Here is my 'HTML' code
<select name="numbers" id="numbers" onChange="populateOtherSelect()">
<option value="one">one</option>
<option value="two">two</option>
<option value="three">three</option>
<option value="four">four</option>
</select>
<?php echo $option ?>
Here is my 'JavaScript' function code
function populateOtherSelect() {
<?php
// code that opens db connection
$numbers = $_POST['numbers'];
$query = "select*from Database.Table where Something = 'Something' and Numbers like '%".$numbers."%'";
$result = mysql_query($query);
$option = "";
while($row = mysql_fetch_array($result))
{
$OtherOptions = $row["OtherOptions"];
$option.="<option value=\"$OtherOptions\">".$OtherOptions."</option>\r\n";
}
// code that closes db connection
?>
}
Any information will be helpful.
Thanks very much
It seems your javascript code is part of the html / php document and that´s not going to work; the php is run only at initial page-load and at that moment there probably is no $_POST variable.
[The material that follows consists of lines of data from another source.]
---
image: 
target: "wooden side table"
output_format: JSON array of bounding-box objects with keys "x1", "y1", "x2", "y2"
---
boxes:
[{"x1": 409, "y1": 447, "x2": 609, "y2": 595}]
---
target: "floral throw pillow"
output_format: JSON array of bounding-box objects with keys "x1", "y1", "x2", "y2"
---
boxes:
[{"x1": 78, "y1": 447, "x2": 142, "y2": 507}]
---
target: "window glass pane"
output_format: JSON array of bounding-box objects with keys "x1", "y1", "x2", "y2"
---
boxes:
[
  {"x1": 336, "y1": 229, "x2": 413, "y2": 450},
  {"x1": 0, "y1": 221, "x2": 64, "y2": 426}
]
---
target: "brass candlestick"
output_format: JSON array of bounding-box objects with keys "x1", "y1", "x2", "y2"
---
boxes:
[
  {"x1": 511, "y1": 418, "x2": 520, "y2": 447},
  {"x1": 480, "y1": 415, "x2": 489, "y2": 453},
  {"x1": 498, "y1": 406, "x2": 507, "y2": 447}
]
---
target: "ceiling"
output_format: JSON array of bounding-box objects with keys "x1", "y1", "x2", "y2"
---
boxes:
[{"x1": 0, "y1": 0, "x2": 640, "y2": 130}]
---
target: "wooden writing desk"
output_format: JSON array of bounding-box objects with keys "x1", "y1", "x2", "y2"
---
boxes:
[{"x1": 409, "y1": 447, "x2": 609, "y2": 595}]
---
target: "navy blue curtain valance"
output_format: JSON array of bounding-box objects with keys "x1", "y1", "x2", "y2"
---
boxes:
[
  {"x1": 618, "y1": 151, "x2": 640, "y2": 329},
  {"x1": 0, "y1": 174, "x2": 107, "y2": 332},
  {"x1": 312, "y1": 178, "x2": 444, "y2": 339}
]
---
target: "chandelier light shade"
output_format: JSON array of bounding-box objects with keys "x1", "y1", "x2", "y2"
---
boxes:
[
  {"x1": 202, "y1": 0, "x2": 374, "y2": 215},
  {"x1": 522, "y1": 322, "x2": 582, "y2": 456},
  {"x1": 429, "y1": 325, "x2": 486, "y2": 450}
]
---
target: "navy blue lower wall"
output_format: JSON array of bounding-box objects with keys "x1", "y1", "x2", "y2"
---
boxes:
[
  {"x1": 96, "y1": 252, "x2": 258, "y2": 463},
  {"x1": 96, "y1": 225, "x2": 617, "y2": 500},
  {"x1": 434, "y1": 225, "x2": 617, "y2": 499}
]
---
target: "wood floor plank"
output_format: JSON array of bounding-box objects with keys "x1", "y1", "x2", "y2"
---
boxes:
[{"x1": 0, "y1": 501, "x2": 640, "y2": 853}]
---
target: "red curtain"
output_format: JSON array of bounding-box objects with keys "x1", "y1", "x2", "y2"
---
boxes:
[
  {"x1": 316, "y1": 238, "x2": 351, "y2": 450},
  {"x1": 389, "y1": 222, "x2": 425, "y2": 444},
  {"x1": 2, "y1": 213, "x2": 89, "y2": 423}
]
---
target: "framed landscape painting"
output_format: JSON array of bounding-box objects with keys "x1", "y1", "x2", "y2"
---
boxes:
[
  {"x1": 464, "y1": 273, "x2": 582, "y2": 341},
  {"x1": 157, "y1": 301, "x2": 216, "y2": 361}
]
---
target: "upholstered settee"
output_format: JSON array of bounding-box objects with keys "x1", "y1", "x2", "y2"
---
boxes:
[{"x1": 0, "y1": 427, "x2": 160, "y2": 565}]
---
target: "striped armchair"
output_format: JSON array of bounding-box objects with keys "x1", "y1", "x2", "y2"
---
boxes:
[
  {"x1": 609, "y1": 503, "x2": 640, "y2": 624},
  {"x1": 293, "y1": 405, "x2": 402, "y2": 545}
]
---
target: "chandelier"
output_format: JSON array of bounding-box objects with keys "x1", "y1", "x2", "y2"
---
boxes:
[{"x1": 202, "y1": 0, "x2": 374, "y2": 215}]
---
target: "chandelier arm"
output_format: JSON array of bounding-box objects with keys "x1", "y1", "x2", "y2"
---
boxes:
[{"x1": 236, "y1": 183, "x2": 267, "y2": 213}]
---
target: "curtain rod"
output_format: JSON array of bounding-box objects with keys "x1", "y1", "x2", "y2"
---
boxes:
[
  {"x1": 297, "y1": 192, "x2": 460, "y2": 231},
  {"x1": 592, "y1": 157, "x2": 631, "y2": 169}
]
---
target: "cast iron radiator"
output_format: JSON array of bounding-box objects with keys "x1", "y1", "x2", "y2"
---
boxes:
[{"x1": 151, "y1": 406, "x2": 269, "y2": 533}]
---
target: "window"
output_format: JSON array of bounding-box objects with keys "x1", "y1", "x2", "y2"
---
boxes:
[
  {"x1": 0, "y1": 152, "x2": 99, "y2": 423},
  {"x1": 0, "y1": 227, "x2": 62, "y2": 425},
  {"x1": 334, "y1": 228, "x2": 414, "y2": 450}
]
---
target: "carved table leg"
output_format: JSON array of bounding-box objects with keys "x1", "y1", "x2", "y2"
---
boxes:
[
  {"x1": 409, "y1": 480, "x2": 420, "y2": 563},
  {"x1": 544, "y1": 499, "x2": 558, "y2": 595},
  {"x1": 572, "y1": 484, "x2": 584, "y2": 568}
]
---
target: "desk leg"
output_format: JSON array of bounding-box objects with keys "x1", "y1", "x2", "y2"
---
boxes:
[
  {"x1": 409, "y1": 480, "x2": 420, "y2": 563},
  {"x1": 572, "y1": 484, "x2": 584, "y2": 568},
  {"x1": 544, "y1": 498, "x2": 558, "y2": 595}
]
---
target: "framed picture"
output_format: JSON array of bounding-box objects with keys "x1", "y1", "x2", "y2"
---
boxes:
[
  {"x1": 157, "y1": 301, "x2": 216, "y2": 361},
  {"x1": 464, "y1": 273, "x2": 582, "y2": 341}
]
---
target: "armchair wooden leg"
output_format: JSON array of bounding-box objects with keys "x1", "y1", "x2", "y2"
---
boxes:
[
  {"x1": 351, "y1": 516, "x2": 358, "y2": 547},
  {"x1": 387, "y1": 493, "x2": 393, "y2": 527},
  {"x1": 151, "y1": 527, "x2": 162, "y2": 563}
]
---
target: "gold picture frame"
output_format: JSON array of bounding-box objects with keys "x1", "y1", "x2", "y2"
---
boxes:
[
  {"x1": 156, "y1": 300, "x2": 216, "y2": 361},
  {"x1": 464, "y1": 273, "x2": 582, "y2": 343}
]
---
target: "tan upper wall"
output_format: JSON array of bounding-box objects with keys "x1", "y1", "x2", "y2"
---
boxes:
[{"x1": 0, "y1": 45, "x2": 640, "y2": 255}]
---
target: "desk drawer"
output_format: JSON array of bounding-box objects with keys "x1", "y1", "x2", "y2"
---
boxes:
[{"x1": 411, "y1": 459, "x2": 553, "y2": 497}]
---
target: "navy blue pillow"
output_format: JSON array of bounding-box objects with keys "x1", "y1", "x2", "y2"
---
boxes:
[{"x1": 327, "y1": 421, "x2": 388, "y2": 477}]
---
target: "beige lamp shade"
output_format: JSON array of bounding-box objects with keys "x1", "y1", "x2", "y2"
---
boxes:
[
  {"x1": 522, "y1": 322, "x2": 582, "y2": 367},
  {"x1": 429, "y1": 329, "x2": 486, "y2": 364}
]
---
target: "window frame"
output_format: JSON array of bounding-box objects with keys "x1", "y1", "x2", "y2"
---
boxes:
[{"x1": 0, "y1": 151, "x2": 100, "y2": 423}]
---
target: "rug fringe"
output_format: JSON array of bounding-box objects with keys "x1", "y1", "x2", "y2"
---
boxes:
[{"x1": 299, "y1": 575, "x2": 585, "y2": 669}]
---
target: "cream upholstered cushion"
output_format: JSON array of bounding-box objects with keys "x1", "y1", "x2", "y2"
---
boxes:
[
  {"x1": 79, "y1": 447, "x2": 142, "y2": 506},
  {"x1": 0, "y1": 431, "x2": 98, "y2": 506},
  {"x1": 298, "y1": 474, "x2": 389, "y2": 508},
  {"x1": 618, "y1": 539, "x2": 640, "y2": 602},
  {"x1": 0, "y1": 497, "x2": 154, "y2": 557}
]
What you need to do, is make an ajax call to a php script at the moment your first select is changed and use the response from that ajax call to populate your second select.
So basically your javascript function would have to look like:
function populateOtherSelect() {
/*
* 1. get the value of the numbers select
* 2. make an ajax call to a php script / the server that gets some information from a database
* 3. use the response from the ajax call to populate your second select
*/
}
I think you need to add a space in your select statement:
$query = "select * from Database.Table where Something = 'Something' and Numbers like '%".$Numbers."%'";
First of all, the $Numbers variable doesn't exist, it's $numbers.